BOSTON—The first step to population health management is knowing your patients, said Adrian Zai, MD, PhD, MPH, clinical director of population informatics at Massachusetts General Hospital’s (MGH) Laboratory of Computer Science and instructor in medicine at Harvard Medical School. Zai, who developed population tools that later were purchased by Partners Healthcare, spoke during the iHT2 Health IT Summit on May 13.

“The attribution model is critical to managing patients,” he said. The first step is developing algorithms based on clinical data, problem lists and claims information to identify high-risk patients.

Determining which primary care provider (PCP) is responsible for these patients can prove difficult. Patients may be registered with PCPs but have never have seen that clinician. "It’s a big problem,” he said. To address this issue, MGH utilizes real-time scheduling data to better match providers with patients.

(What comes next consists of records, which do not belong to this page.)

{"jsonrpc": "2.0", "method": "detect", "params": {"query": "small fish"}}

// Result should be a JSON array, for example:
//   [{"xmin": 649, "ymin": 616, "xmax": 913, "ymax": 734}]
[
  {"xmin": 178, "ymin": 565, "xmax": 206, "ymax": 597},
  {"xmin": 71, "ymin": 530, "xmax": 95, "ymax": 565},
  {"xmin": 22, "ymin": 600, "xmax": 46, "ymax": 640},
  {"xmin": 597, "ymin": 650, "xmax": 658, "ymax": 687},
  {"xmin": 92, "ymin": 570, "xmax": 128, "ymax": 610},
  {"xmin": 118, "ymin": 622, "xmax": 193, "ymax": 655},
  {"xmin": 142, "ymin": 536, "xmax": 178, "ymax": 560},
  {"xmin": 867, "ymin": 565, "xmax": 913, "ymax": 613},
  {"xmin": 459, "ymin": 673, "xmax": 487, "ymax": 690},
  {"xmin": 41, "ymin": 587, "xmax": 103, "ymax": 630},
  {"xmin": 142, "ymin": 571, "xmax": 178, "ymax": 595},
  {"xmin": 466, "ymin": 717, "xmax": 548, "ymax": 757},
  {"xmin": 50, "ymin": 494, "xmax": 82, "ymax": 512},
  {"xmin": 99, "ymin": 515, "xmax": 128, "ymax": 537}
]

“Clinical care is messy. Data are messy,” said Sean Kelly, MD, VP, CMO at Imprivata and emergency physician at Beth Israel Deaconess Medical Center. “As we build IT systems, vendors adjust and we have a whole set of workers not used to going into homes." In the meantime, “the elephant in the room” is the lack of PCPs to take on appointments set up by care coordinators. “There are not enough PCPs, and if patients can’t get appointments, they end up in the ER.”

Often an organization participates in both the Managed Shared Savings Program and fee-for-service, so a challenge arises in “trying to run two businesses at the same time,” said Zai.

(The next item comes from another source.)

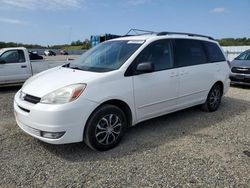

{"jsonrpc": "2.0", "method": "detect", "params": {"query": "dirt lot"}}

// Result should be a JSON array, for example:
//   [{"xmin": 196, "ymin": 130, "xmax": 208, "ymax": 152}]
[{"xmin": 0, "ymin": 87, "xmax": 250, "ymax": 187}]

Terry Carroll, PhD, CIO at Dartmouth-Hitchcock in New Hampshire, said he is trying to reframe the system so it can handle any payment model. Many Dartmouth-Hitchcock patients are from Vermont, which is moving toward a single-payer system, so the organization needs to construct a delivery system in the context of all the payment models going into the system, he said.

Regardless of payment model, “You need to have population management, to make sure the network supports the needs and make sure the business supports the needs."

In other efforts, Carroll said the organization is working with a blood data collaborative that is mining data for more personalized care, and it has hired a data management services company that help “use resources go upstream to better manage population health.”

“The dilemma is always 'should I take money or take care of health?' Once we decided to take care of health, we brought together a group of physicians and empowered them to decide how to run the business," said Shafiq Rab, MD, VP, CIO at Hackensack University Medical Center. From there, “we started doing things that are proactive instead of reactive.” For instance, care coordinators with tablets worked with physicians to identify and provide outreach to high-risk scorers.

The hardest part remains coordinating all the data together, he said.

Looking to the future, Carroll cited an Economist article that stated that in the next decade, 50 percent of everything will be automated. “To me, that means we need to step back and rethink our framework,” he said. Reworking the workplace so clinicians and departments are truly integrated and working in a way that is relevant to the task at hand is crucial.

“I was disappointed walking the HIMSS floor and finding nothing relevant to what we’re doing,” Carroll said, referring to the February conference. The EMR needs to move to the background, and providers need business and clinical signals and sensors to derive true value from health IT.

If not, “we’ve mortgaged money on EMRs that really aren’t giving us what we need,” he said.